Dennis the Peasant: Listen. Strange women lying in ponds distributing swords is no basis for a system of government. Supreme executive power derives from a mandate from the masses, not from some farcical aquatic ceremony.
~ Monty Python and the Holy Grail
From this end of a hideously long American Presidential election, the best thing about King Arthur’s farcical aquatic ceremony is that it didn’t inflict months of advertising, sound bites and mostly moronic news coverage on his subjects. Our current system of government and choosing our leaders works well in some ways (certainly better than those of, say, North Korea), and not at all in others (the framers of the Constitution could not have dreamed of a media infrastructure that brings the election into every home, all day for months!)
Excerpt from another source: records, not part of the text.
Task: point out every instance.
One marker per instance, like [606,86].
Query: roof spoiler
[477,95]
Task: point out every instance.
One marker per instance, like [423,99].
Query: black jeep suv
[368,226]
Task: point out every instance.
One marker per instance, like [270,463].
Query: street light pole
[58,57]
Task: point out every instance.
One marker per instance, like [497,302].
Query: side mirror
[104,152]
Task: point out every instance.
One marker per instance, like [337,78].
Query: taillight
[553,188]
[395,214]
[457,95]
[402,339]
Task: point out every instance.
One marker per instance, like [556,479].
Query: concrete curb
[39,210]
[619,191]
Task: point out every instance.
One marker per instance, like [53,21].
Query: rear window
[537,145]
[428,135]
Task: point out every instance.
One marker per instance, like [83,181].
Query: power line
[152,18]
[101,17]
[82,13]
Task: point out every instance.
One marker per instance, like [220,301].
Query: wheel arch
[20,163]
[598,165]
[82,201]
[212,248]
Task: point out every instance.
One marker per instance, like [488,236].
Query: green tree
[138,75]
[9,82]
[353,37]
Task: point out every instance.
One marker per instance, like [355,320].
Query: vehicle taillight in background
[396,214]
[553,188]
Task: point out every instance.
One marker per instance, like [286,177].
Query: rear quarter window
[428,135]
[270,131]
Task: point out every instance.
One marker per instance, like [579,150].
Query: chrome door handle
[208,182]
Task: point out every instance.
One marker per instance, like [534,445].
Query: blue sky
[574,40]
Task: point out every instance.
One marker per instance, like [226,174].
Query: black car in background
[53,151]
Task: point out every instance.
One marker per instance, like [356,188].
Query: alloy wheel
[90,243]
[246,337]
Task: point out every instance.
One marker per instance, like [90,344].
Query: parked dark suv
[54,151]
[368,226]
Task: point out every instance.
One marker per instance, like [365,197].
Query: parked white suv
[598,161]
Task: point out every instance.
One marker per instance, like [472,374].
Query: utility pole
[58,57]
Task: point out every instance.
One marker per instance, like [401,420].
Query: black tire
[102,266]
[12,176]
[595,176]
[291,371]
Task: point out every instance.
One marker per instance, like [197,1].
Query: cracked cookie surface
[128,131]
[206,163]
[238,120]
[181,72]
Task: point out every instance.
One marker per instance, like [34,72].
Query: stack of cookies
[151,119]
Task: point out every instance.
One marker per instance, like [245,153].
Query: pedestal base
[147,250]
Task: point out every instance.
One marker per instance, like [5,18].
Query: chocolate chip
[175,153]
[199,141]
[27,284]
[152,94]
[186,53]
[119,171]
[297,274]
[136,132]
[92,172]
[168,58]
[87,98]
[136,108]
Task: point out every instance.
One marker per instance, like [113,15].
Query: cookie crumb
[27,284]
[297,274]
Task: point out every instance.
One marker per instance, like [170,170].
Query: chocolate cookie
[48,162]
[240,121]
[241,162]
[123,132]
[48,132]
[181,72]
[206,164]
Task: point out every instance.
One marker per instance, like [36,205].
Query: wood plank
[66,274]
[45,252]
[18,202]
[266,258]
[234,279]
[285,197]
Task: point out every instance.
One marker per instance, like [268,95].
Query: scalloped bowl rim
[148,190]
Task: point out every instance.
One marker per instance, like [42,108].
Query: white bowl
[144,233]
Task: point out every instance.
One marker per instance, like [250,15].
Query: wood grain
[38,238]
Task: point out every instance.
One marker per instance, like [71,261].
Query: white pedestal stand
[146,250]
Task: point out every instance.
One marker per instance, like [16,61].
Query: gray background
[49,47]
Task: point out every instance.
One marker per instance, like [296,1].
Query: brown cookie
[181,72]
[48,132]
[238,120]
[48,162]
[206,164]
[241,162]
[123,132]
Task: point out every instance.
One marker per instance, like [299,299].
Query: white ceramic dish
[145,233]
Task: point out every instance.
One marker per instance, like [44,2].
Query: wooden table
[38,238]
So today seems like a good day to think about inventing imaginary governments.  Many books do feature governments of one sort or another, because good plots can easily be made of using power, resisting power, and fighting over power.  Fantasy tends to go for kings and lords; while science fiction often goes for massive totalitarian bureaucracies, when it’s not going for fallen civilizations fragmented into armed free towns and warlord territories.

Yes, those are cliches, and they’re cliches because so many people have used them as a basis for imaginary systems of government, without ever looking further. The government, or the throne, is simply there, as actor on the world and its people, and the people act in response. It’s not often that a writer asks where the government came from, why this set of people has this form of government, and whether the government actually does what it is supposed to be doing.

If you’re building a government for your world, here’s a great place to start: what makes a government legitimate? If you’re going to have conflicts about governing power, you must start with a clear understanding of where authority comes from and why people accept it.  And these ideas of  legitimacy must grow out of your world’s culture, or they won’t fit.
Human cultures have looked to everything from right of conquest, to approval from the religious leaders to majority vote of the people, to right of blood descent, and many more sources of legitimacy. Monty Python‘s King Arthur thinks that receiving a holy sword makes him the legitimate king, but Dennis the Peasant thinks government can only come from consent of the governed. Now that’s a basis for a fundamental conflict about supreme power.

Here’s an even better one: we Americans are supposed to believe in the power of the majority vote as the source of legitimacy. But the language of the campaigns shows that we believe in many other sources of legitimacy, and too many of them are mutually contradictory. Does a rich man’s wealth show that he deserves the supreme office, or does it disconnect him so much from the majority of people that he should be disqualified? Is America essentially a Christian country that needs a Christian President, or is it a secular country that needs to stop Christian extremists from forcing their dogmas on the rest of us? Is it a white country that needs a white leader to save it from the tide of brown immigrants  overwhelming the true America? Or is it a country of culturally diverse middle class and working class families that needs to be saved from the greed of the wealthy 1%?

How important are your world’s governing authorities in your story? And what are you doing to make those authorities as believably complex, messy and contradictory as governments in the real world?


  1. I’ve done control by a military/medical complex with a democratically elected front man, a trade confederation and a whoever knows how to do something is the leader on that aspect of village life.

  2. I’ve done a village/tribal structure inspired by village government in one of the hill cultures of Southeast Asia (I forget which one); monarchical ruling authority from the outcome of a game of skill (admittedly it’s a magical game, so the magic bestows the authority); and now I’m doing a government/corporate consortium on a planetary colony. Or rather, I’m watching the colonists try to undo it!